Writing Workshop Week 4: A Narrative Imperative


How to treat a kicked dog

It starts with a word, a flinch; stupid, call him that, watch him shrink and there it is, the thing that called, the spark that drew, star over manger, hello, it’s me: the reason. Stupid, idiot, moron, imbecile, thick, dope, fool. I see you, he hears and you say, and he believes because you speak gospel already writ. Poor boy. 

Touch him. Take the cigarette from his lips to smoke yourself; brush ash from his collar; cup the side of his face and remind him the phoenix must burn to rise; administer the sacrament: your breath in his mouth, water to wine to blood to body—evidence but never proof. This is God speaking, Moses, Abraham, Job, blind Samson; are you there? 

Hate him. He is disgusting, pathetic, worthless, hopeless, brainless, stupid, so low, an ant couldn’t limbo under him, and what is he without you, less than even that.
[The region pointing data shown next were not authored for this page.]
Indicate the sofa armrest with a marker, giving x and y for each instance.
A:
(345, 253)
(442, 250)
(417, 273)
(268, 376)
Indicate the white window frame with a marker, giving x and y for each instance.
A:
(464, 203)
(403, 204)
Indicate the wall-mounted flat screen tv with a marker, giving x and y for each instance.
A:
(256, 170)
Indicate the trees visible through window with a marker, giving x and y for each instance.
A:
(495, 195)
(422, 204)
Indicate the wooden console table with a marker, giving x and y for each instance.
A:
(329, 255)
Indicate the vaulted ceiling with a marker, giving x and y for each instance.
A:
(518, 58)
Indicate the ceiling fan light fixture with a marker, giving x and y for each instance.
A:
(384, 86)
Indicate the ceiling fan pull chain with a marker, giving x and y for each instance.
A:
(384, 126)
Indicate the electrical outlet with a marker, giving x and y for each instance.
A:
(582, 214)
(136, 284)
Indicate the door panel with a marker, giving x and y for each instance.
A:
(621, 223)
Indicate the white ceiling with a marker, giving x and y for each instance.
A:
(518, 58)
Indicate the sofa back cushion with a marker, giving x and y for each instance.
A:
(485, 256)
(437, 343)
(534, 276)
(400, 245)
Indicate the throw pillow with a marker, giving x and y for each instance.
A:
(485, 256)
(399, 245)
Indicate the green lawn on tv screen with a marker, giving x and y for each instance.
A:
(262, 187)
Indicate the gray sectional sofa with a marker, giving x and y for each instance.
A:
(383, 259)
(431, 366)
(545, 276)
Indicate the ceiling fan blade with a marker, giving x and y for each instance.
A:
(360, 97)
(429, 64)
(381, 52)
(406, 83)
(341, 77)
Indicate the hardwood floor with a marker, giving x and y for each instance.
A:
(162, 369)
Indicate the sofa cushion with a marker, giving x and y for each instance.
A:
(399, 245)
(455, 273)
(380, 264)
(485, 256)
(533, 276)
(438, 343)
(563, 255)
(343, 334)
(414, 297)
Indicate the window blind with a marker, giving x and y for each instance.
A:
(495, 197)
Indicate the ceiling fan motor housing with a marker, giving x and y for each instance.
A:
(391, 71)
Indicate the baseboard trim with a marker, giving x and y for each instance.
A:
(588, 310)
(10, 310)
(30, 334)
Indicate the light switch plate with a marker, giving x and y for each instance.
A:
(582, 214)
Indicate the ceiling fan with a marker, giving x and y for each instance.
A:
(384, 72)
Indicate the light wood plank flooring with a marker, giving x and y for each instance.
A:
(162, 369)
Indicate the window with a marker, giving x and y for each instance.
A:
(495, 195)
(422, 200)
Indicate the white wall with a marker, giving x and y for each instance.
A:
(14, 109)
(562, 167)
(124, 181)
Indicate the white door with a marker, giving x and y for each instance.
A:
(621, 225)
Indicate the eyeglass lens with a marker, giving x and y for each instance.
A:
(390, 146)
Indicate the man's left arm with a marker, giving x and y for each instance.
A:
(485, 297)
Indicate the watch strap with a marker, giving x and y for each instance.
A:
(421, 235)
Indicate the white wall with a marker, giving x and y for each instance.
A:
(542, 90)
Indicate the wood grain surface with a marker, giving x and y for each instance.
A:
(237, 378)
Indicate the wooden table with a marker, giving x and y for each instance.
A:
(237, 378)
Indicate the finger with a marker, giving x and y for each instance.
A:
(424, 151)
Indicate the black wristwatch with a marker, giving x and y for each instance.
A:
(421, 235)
Belief in his shaking hand, belief in his widened eye, belief in the knee that is bent, the head that is bowed, the back that doesn’t come straight. He clings, so abandon; return like the arctic sun in summer, leave before he’s had enough. 

Never give him enough. 

Tell him to make miracles—but you’re God, aren’t you the one who should don’t you know how this works? God doesn’t love, not without worship, prostration, blind fucking obedience; ultimate threat: excommunication. So here the miracle comes and you perform a miracle of your own. One word: yes, and oh Christ, is this the time, but it’s never or nothing, and never isn’t nothing, only someday indefinitely deferred. Stupid idiot.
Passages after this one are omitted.